The weather had been beautiful all the morning, as it had been the day before, but it did not look so well after luncheon. The sky was graying, and there was a suggestion in the air of approaching snow. However, it was not definitely bad and might be all right by morning, so Biner thought there was no reason for postponing our start.
The method of crossing the Strahlegg is to leave the Grimsel in the afternoon and spend the night at the Dollfus Pavilion, one of the Alpine Club refuge huts, and get a very early start for the long day’s trip to Grindelwald. There is another club hut, the Schwarzegg, on the Grindelwald side of the pass, where the second night can be spent if one is belated—a most fortunate circumstance for us as it turned out.
Biner broke to us the news that there was another party besides ourselves of three “gentlemen” going to start over the Strahlegg that afternoon. We were quite disappointed at this, for we wanted the club hut to ourselves, and the scenery, too, for that matter, and had supposed that so late in the season there would be no trouble about it. However, it was the fortune of war, and it seemed foolish to wait over another day and risk bad weather to escape them. Biner seemed to be rather pleased at the prospect. He said it would make it much easier and safer for us to join forces with the other party and all be roped together for the next day’s climb. We reserved decision on this point.
Shortly after lunch we started forth, so as not to be hurried. The other party were ahead of us. Our way led over glacier débris and along a moraine, stony, scrambly, but presenting no difficulties. We seemed to be charging directly at the Finsteraarhorn. The “Infant Aar” had been lost to sight in the great glaciers that gave it birth. We were approaching the heart of the High Alps at last.
By way of acquiring information, I asked Biner as we walked along of what nationality the gentlemen might be who belonged to the other party. The question visibly embarrassed him. “They are Swiss,” he said. “But—well, they are not gentlemen. They are employees of the Grimsel hotel, which is about to close for the season, and they are going home this way for pleasure. They are all good mountaineers, so they will be very useful to us.” A little more questioning elicited the fact that they were the chief cook, the barber, and a stableman who often served as porter to climbing parties and hoped some day to be a guide. We were rather relieved than otherwise by this information. Tourists, if underbred, might have proved annoying in such close quarters, but these people would doubtless be entirely unobtrusive.
The Dollfus Pavilion is a thick-walled stone hut built on a cliff overhanging the glacier. The altitude is 7850 feet. By the time we reached it, the evening winds were holding high and chilly carnival around it and the clouds were closing down.
As we opened the door of the hut, we stepped into an atmosphere almost unbreathable with wood smoke from the stove combined with liquor fumes from a steaming kettle.
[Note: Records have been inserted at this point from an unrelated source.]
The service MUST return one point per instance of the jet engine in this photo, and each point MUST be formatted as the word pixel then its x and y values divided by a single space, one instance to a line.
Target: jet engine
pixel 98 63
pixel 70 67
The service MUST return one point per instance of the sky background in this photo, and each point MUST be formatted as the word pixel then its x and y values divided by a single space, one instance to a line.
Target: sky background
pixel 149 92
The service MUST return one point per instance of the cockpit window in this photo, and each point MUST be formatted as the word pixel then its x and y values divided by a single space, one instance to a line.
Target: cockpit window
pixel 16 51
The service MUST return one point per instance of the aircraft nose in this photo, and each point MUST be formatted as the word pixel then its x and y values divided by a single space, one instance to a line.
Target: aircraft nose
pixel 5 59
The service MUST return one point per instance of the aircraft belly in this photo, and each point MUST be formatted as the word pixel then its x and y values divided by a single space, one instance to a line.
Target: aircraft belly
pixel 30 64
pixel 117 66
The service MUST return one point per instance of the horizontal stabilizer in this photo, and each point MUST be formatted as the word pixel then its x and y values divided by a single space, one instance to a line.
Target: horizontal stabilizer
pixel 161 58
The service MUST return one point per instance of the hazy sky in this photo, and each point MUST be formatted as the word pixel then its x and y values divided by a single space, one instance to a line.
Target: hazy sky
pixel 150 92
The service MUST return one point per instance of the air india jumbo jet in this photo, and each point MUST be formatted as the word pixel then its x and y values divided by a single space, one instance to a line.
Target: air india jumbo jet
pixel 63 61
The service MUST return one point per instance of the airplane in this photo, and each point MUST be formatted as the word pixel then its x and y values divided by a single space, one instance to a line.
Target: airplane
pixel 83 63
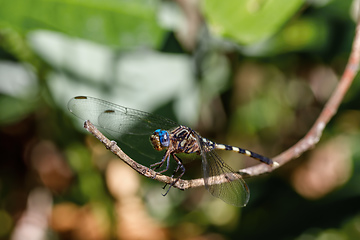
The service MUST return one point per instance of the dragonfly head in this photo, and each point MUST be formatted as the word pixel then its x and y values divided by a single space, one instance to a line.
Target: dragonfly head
pixel 160 139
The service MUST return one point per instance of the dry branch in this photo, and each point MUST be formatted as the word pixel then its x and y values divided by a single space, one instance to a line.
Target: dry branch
pixel 309 141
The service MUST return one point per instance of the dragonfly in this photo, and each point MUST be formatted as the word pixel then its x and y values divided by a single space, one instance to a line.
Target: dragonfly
pixel 167 140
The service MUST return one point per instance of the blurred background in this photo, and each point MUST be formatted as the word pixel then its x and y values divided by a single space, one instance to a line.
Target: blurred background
pixel 249 73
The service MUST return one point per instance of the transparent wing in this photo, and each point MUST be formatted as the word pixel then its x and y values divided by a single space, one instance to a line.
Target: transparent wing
pixel 235 190
pixel 130 126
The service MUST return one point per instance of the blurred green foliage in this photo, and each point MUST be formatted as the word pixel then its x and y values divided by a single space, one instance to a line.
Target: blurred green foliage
pixel 249 73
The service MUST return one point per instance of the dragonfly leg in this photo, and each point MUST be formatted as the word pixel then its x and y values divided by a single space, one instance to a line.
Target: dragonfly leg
pixel 167 165
pixel 180 166
pixel 177 169
pixel 158 165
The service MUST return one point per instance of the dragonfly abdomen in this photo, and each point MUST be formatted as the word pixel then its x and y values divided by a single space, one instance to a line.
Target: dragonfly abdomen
pixel 245 152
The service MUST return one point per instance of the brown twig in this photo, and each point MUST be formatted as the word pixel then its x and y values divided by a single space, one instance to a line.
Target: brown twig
pixel 309 141
pixel 314 134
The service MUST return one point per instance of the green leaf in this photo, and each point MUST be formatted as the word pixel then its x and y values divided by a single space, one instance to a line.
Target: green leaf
pixel 248 21
pixel 122 24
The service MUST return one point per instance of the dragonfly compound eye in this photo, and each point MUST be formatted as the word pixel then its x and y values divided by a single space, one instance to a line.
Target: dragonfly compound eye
pixel 160 139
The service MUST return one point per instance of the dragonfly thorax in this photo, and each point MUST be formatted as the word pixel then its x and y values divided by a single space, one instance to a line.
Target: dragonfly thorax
pixel 160 139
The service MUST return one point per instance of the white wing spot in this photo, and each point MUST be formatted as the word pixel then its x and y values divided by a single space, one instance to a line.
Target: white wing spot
pixel 220 146
pixel 236 149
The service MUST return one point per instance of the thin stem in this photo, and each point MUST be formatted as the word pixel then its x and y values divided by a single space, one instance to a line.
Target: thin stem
pixel 304 144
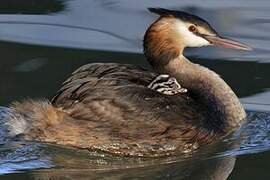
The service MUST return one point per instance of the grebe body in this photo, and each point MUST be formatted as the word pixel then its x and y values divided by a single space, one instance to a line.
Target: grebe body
pixel 121 109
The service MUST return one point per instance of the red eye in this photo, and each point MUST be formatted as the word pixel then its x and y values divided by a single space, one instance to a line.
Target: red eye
pixel 192 28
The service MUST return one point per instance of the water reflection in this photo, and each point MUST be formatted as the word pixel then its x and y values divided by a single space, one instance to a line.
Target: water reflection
pixel 215 161
pixel 32 6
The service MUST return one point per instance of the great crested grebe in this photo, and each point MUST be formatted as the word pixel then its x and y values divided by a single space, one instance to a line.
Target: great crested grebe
pixel 123 109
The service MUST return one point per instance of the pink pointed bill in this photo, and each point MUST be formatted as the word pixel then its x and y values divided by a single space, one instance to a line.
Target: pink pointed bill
pixel 227 43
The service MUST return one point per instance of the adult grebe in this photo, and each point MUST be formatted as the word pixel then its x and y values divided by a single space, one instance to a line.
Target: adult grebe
pixel 122 109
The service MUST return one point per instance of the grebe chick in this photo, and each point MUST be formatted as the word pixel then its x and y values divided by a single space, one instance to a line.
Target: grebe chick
pixel 125 110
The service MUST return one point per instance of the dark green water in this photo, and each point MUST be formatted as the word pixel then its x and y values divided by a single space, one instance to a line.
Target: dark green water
pixel 42 42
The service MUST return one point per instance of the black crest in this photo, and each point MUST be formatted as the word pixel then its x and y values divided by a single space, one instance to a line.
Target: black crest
pixel 184 16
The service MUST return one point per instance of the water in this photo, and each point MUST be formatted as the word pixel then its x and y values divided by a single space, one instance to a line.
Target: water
pixel 41 43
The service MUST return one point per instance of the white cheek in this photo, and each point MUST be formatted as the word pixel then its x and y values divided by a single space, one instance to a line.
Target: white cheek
pixel 190 39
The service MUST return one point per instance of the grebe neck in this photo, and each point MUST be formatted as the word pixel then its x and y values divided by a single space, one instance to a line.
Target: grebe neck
pixel 226 111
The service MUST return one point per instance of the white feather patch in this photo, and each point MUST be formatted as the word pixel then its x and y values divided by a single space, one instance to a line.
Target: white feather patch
pixel 190 39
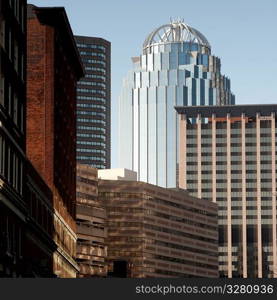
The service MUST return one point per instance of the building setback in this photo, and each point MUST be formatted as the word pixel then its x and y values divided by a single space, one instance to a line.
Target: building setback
pixel 94 103
pixel 229 157
pixel 91 225
pixel 54 67
pixel 158 232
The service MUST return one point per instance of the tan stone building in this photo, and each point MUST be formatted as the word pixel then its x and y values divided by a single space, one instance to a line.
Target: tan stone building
pixel 159 232
pixel 227 155
pixel 91 225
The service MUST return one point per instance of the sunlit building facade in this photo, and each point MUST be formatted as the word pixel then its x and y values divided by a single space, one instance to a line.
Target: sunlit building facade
pixel 229 157
pixel 94 103
pixel 175 68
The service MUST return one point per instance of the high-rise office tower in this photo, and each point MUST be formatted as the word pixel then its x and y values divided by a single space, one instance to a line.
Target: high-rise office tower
pixel 94 103
pixel 53 69
pixel 229 157
pixel 175 68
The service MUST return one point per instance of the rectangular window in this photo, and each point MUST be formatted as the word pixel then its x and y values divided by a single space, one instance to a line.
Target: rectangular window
pixel 2 89
pixel 15 110
pixel 2 31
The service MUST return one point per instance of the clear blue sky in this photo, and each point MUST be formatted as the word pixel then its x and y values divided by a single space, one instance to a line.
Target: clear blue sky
pixel 243 33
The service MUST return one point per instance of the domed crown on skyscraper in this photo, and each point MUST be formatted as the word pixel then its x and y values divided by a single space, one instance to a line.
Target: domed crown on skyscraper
pixel 175 32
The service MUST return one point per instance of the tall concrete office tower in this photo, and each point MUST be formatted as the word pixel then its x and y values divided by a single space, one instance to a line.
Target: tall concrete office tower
pixel 229 157
pixel 94 103
pixel 175 68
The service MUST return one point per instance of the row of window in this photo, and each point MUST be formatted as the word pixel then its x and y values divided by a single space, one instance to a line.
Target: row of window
pixel 91 91
pixel 103 70
pixel 18 8
pixel 10 101
pixel 96 76
pixel 11 165
pixel 91 135
pixel 92 128
pixel 11 45
pixel 101 55
pixel 91 113
pixel 100 159
pixel 103 85
pixel 103 152
pixel 94 61
pixel 84 120
pixel 91 143
pixel 90 46
pixel 79 97
pixel 89 105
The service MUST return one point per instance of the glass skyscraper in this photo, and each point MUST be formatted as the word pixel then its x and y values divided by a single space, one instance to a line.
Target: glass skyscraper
pixel 176 68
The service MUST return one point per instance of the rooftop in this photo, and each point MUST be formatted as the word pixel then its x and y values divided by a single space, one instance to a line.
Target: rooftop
pixel 176 31
pixel 250 110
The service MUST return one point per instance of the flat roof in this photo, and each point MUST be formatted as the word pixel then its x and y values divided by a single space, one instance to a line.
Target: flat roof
pixel 249 110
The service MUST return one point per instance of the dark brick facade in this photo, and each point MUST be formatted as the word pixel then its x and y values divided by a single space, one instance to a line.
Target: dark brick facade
pixel 53 70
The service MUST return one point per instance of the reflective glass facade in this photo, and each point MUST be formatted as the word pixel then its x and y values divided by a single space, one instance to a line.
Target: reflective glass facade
pixel 173 71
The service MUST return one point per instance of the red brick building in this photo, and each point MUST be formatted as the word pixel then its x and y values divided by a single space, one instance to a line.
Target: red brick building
pixel 53 68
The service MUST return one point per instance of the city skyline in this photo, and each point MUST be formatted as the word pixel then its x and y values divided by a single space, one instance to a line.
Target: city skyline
pixel 248 65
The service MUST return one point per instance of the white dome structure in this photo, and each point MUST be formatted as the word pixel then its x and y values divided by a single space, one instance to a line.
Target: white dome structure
pixel 176 31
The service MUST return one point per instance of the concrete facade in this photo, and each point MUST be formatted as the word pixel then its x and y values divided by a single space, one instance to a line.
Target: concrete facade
pixel 158 232
pixel 229 157
pixel 91 225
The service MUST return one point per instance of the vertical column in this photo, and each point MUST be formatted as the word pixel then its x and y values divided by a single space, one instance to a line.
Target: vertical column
pixel 243 186
pixel 199 169
pixel 273 143
pixel 182 151
pixel 259 226
pixel 229 194
pixel 213 158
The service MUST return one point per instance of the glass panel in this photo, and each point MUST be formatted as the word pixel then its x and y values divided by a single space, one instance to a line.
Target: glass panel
pixel 161 136
pixel 171 138
pixel 152 139
pixel 143 135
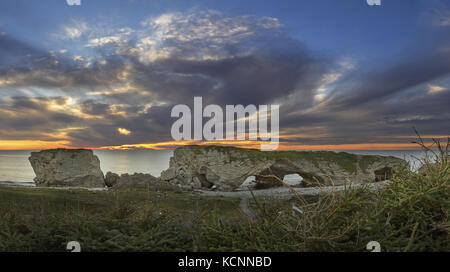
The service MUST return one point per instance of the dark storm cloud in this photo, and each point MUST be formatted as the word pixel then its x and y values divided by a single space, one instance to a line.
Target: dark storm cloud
pixel 260 65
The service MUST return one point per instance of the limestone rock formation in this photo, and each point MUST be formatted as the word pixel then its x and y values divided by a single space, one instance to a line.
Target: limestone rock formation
pixel 67 168
pixel 226 168
pixel 142 181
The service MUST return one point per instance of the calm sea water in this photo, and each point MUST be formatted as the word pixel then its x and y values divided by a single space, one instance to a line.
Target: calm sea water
pixel 14 165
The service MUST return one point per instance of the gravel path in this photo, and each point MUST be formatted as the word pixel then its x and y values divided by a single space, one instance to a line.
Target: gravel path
pixel 284 192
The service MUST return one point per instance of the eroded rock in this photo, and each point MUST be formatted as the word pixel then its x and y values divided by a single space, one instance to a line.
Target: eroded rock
pixel 67 168
pixel 226 168
pixel 142 181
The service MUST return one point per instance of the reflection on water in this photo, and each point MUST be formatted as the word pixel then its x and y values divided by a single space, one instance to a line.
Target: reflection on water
pixel 14 165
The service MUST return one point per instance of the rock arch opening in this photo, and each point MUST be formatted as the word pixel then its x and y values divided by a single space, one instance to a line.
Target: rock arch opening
pixel 383 174
pixel 293 179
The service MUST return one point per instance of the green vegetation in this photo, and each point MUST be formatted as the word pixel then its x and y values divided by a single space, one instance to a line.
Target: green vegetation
pixel 411 214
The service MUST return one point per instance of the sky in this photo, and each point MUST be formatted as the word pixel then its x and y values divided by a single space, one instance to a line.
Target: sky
pixel 106 74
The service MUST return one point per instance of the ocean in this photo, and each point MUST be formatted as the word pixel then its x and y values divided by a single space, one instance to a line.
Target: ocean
pixel 15 167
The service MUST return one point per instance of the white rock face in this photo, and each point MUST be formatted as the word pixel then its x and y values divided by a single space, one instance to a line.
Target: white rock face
pixel 226 168
pixel 67 168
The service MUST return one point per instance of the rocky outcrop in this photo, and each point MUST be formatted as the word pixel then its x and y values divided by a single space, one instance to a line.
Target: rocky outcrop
pixel 141 181
pixel 67 168
pixel 111 179
pixel 226 168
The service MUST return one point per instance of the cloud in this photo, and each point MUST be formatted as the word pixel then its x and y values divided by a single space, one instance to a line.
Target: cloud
pixel 122 91
pixel 433 89
pixel 74 29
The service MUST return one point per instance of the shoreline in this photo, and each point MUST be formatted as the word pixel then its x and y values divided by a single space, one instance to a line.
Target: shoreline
pixel 272 192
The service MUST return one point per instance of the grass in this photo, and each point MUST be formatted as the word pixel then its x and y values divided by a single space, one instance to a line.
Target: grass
pixel 411 214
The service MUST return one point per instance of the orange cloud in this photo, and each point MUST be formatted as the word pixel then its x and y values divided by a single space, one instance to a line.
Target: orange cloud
pixel 32 144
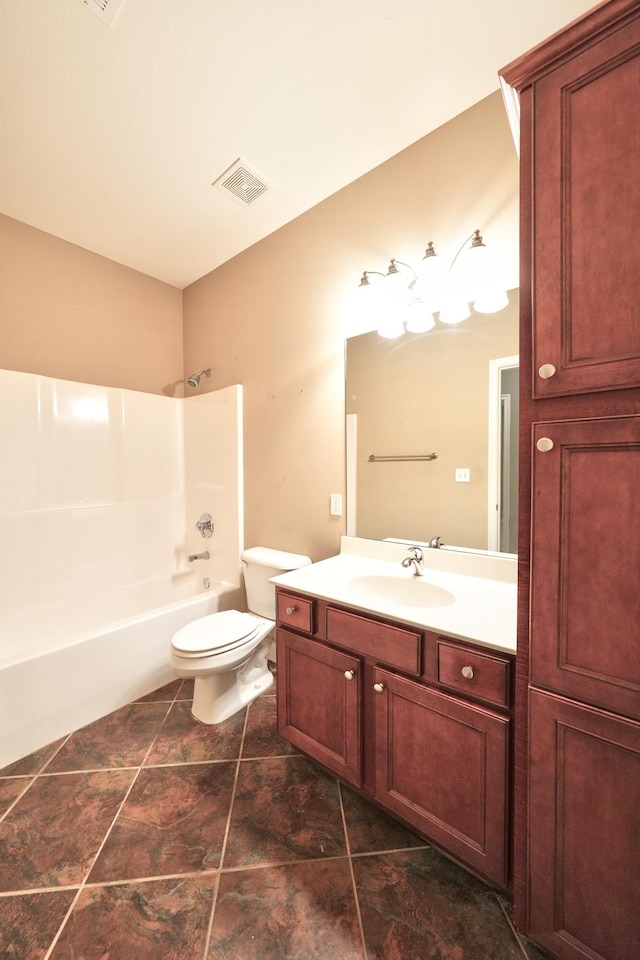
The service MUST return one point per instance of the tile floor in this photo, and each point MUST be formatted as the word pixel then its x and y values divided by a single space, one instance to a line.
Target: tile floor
pixel 149 836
Half-choking, we beat a hasty retreat into the open air. The occupants of the hut rushed out with exuberant hospitality, begging us to come in and get warm and partake of the “tea” they were brewing. The smoke would soon be gone. The fire had been hard to start, but was all right now. We thanked them, but said we preferred the outer air for the present. These self-effacing hotel employees did not seem to be turning out exactly as we had expected. We had not reckoned on the cognac.
It was cold outside and getting colder. Snowflakes began sifting down on us. Had there been any possibility of getting back to the Grimsel we certainly would have done so. But it was out of the question at that time. Presently Biner came out and said our supper was ready. He had had nothing to prepare except the coffee.